I had been in the market for a laptop for my university studies since the early part of this year. I will be entering into a computer engineering program so I needed something a little more powerful than your regular word processing, email sending machine. After reading tons of reviews and user comments on various models, I narrowed my picks down to the Dell Inspiron 9300, 6000D, the Toshiba M40 and the ASUS Z71V. Now the first three were easy to come by at the time in Canada while the ASUS was barely available in the United States. The M40 popped up at the local Futureshop so I decided to take the plunge and snap that up. This was in March. I tried it out and quickly returned it due to the frighteningly slow hard drive and dismal battery life. After that debacle, I decided to wait until the Z71V became available in Canada as the 9300 seemed too big and the 6000D didn’t have the video power wanted as a computer enthusiast (and a medium gamer). Of course, being me, I once more changed my mind when the Z70V appeared. That seemed to be the perfect laptop aside from the less than stellar video card. However due to some unforeseen circumstances, I needed the laptop ASAP and the Z70V was unavailable, so I returned to the Z71V. I must say, I’m not disappointed.

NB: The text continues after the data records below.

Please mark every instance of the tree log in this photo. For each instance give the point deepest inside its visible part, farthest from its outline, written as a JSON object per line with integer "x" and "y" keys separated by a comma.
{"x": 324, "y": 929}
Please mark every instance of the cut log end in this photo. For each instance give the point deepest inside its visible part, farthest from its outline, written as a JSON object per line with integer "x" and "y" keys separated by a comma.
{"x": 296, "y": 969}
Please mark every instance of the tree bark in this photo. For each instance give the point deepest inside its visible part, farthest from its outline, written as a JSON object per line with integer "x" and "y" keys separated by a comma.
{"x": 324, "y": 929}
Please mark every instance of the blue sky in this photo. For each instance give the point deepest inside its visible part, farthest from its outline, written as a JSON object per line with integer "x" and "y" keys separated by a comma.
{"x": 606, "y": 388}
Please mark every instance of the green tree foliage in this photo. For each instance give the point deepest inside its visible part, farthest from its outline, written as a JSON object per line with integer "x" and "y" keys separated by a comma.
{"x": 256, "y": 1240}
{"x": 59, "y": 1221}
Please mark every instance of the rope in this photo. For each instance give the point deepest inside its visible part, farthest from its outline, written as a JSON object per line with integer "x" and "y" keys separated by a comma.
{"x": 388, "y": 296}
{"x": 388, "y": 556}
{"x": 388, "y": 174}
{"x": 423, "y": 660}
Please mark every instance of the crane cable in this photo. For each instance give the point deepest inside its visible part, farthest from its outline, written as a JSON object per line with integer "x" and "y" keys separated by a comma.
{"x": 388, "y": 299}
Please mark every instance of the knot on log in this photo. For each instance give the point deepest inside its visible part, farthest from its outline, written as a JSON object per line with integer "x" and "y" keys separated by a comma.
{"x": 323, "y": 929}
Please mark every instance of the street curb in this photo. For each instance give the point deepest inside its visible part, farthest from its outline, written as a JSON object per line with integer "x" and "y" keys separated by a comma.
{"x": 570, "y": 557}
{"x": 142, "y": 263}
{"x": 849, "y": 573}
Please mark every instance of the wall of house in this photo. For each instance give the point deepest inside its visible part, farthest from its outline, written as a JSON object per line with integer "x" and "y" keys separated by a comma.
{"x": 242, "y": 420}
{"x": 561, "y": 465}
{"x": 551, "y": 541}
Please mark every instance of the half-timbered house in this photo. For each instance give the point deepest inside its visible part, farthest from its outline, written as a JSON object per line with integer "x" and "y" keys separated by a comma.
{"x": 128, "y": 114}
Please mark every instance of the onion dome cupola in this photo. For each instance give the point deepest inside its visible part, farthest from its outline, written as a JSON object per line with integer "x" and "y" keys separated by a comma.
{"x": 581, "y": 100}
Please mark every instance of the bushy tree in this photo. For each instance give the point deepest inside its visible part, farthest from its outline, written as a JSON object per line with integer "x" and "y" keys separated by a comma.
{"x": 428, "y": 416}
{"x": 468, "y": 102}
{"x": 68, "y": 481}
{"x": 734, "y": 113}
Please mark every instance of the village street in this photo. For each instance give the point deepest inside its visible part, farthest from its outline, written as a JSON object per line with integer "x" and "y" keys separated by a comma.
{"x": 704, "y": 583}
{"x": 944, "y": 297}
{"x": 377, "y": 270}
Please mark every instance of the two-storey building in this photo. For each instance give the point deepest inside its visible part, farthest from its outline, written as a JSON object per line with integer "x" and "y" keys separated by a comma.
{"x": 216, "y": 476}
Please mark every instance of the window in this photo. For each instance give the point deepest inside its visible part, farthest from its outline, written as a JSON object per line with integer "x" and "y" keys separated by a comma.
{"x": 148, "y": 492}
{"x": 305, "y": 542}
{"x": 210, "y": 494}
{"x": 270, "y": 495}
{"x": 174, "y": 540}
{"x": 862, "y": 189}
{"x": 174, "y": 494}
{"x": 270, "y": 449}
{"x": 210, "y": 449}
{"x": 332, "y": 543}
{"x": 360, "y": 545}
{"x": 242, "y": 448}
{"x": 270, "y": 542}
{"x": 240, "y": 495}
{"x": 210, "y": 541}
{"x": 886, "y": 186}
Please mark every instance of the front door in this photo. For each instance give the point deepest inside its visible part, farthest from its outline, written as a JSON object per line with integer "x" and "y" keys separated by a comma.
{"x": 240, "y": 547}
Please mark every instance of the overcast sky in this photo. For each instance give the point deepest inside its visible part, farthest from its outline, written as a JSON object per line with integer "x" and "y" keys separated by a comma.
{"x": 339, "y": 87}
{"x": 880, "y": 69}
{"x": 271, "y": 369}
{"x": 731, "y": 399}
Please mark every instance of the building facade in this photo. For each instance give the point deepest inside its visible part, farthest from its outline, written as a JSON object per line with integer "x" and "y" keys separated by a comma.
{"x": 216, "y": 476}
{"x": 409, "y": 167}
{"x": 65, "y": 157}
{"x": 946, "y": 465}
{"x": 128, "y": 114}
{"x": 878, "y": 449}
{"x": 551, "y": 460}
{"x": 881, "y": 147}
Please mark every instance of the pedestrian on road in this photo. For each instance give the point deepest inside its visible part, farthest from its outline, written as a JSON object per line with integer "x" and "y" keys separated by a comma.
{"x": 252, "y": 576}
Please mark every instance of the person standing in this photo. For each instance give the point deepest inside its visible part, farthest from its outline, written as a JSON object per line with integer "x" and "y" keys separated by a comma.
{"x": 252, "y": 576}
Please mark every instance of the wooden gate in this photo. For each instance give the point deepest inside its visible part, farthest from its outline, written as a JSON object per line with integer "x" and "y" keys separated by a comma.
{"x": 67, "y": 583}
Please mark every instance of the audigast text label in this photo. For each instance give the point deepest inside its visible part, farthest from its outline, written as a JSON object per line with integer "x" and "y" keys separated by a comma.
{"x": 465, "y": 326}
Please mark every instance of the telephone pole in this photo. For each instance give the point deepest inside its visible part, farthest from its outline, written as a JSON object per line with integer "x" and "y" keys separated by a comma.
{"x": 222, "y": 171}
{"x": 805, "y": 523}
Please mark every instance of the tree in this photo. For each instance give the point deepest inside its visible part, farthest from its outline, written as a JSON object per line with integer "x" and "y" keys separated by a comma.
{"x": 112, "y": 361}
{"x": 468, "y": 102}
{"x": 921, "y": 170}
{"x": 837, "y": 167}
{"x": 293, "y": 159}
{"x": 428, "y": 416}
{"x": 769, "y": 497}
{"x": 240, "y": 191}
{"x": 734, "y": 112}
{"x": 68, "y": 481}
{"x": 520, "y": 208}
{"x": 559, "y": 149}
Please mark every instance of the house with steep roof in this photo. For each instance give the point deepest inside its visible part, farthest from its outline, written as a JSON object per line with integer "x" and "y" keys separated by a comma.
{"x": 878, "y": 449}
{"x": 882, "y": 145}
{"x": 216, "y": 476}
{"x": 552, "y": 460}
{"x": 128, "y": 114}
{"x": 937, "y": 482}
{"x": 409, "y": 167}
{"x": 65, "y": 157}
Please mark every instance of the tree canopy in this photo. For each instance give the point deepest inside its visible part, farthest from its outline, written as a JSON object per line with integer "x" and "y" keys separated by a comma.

There aren’t many places in Canada that will do the configure-to-order ASUS laptops such as ISTNC, ProPortable or the like that you have in the States. Instead I bought the barebones and parts separately and decided to set out to build it myself. Of course I had read about the little mod that you could do with this laptop making a 400MHz FSB processor run at 533MHz FSB, essentially giving you a free 33% CPU performance boost. I decided on the safe bet and purchased a 1.6GHz Pentium M that is almost guaranteed to run at 2.13GHz, giving you a $800CAD CPU from a $250 one. Not a bad deal I’d say! Anyways, here’s a list of the parts I got for slightly under $2000CAD after taxes and shipping:
- ASUS Z71V (I’m sure you can find what’s included with the barebones if you go searching even a little bit. 😉
- Pentium M 725 1.6GHz (400MHz FSB)
- 1GB OCZ PC4200 DDR2 SO-DIMM
- 80GB Seagate Momentus 5400.2
- TSST (Toshiba/Samsung Storage Tech) DVD+-RW DL
- Intel Pro/Wireless 2915 802.11a/g/b
As a person who has assembled many desktop systems, I didn’t have too much trouble figuring out how everything was supposed to fit together. I booted up the computer with the dipswitch set to 533MHz FSB and went on to install Windows at 2.13GHz problem free.